Addiction, by contrast, is a different phenomenon from physical dependence and is defined primarily by psychological criteria. Its main elements are:

  • Loss of control, or compulsive use. The individual takes more of the medication than intended and has difficulty deciding not to use the drug.
  • Continuation despite significant adverse consequences, such as relationship problems, medical side effects, or legal problems.
  • Preoccupation or obsession with obtaining, using, and recovering from the effects of the substance, so that the quality of life diminishes.

Why do most people, including most health professionals, erroneously believe that addiction will occur in most patients who are treated with opioids for more than a short time?

The reason may originate from publication of the American Psychiatric Association’s 4th edition of the Diagnostic and Statistical Manual of Mental Disorders (DSM-IV), which gave the disease of addiction a new name: dependence.5 Patients with heroin and other opioid addictions have since been labeled as opioid dependent.
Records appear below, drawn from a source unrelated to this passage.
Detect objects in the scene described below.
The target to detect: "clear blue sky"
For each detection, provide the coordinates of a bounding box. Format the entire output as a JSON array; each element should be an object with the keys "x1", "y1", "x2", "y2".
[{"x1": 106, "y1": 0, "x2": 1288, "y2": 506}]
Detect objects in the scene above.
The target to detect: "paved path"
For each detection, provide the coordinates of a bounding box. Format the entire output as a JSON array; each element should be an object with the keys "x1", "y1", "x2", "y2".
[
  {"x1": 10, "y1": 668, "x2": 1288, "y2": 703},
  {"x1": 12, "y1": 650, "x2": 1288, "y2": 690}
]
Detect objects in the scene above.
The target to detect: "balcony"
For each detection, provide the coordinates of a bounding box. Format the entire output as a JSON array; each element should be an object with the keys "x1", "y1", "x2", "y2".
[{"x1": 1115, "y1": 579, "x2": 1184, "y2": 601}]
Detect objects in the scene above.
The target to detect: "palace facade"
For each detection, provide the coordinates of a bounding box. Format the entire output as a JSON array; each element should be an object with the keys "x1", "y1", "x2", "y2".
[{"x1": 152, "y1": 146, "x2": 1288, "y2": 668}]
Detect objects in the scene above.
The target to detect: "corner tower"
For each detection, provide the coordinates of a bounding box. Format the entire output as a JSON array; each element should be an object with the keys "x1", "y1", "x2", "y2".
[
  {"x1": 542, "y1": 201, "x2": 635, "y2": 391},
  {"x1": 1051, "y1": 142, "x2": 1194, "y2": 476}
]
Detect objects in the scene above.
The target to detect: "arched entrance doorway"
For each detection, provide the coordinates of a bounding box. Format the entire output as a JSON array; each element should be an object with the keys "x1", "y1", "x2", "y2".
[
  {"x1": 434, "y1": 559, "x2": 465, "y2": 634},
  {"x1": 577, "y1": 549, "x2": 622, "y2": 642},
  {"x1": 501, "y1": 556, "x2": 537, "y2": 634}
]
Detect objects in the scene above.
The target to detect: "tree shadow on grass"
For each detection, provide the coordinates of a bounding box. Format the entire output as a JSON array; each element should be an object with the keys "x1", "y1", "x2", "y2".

Not surprisingly, over the next 20 years, drug addiction became widely known as drug dependence, and patients who were prescribed opioids for chronic pain were widely stigmatized because their physical dependence was misinterpreted as addiction.

In 2013, an attempt to fix this misperception took place when the DSM-5 was published.6  In this newest edition, the term for opioid addiction/opioid dependence was replaced with opioid use disorder. Of course, confusion about the use of the term “dependence” lingers.